I know it was a short shoot and you all didn’t have a lot of rehearsal time, but did you have any time to get know each other prior to the shoot?
JN: We met briefly in New York when we first did the scenes together. We also had a little time in Massachusetts, where I got in touch with Zoe’s lovely mom. When I’m working with younger actors, I like to start a relationship before we show up on set. So we texted a bit and Zoe really likes horses so I sent her a sweatshirt with a horse on it and I brought Uno—which I don’t think you had ever played, Zoe, and we obsessively played Uno together. We fast-tracked our relationship, which felt fun and easy. I also feel like something happens when the camera’s rolling between Janet and Lacy that you can’t predict or prepare for, and you’re really lucky when it happens.

I have a question about the writing process. The three-part structure is clear in the film, but I’m curious about how you flesh out your characters with a lot of little details. That scene of Zoe smearing her hair on the shower wall is so distinctive.
AB: The hair thing was really hard to pull off, by the way! Zoe was a champ. My first AD is like in the shower with her, passing her a clump of hair. First, we tried to have it in her hair, but it kept falling out. Do you remember this, Zoe?

ZZ: Yeah [laughs].

AB: Also, you had an allergic reaction to the St. Ives shampoo. But it had to be St. Ives! Laura Klein, our AD, was throwing clumps of Zoe’s own hair at Zoe. Zoe, you were amazing. It was one of those things, where you’re like, oh, we’ll get this done in five minutes. And we’ll get to spend two hours on this other thing. But then the clump happened. It felt like, we’re not gonna get it, we’re not gonna get it. And then we got it! Sorry, your question…

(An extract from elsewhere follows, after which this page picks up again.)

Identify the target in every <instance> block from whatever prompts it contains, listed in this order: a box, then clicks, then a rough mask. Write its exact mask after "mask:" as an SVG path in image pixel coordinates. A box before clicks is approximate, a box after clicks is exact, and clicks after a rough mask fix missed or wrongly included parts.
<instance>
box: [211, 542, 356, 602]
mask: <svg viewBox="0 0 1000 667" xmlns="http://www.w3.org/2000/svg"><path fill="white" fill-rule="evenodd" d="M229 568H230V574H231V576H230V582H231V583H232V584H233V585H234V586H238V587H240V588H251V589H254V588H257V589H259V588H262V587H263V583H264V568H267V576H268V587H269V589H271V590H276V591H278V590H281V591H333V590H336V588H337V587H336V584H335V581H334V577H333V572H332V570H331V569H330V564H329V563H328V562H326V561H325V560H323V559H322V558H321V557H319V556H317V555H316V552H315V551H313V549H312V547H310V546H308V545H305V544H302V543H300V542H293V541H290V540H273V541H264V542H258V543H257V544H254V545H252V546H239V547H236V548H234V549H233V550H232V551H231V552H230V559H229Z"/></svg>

Do these character flourishes develop over time—are they fleshed out with numerous drafts or are they there from the beginning?
AB: I take a lot of notes before I start writing on every project. And a lot of the notes that I take are imagistic. You could call them character details, or you could just call them images—like when someone tucks their hand on the wall or something. Usually like 90 percent of them don’t even end up in the play or the movie. But in that process, I have gathered thousands of details. They don’t necessarily have a purpose in the story. I usually have a document with a million images and details and ideas, and then as I draft, I can pull from it. I think that’s usually how I work.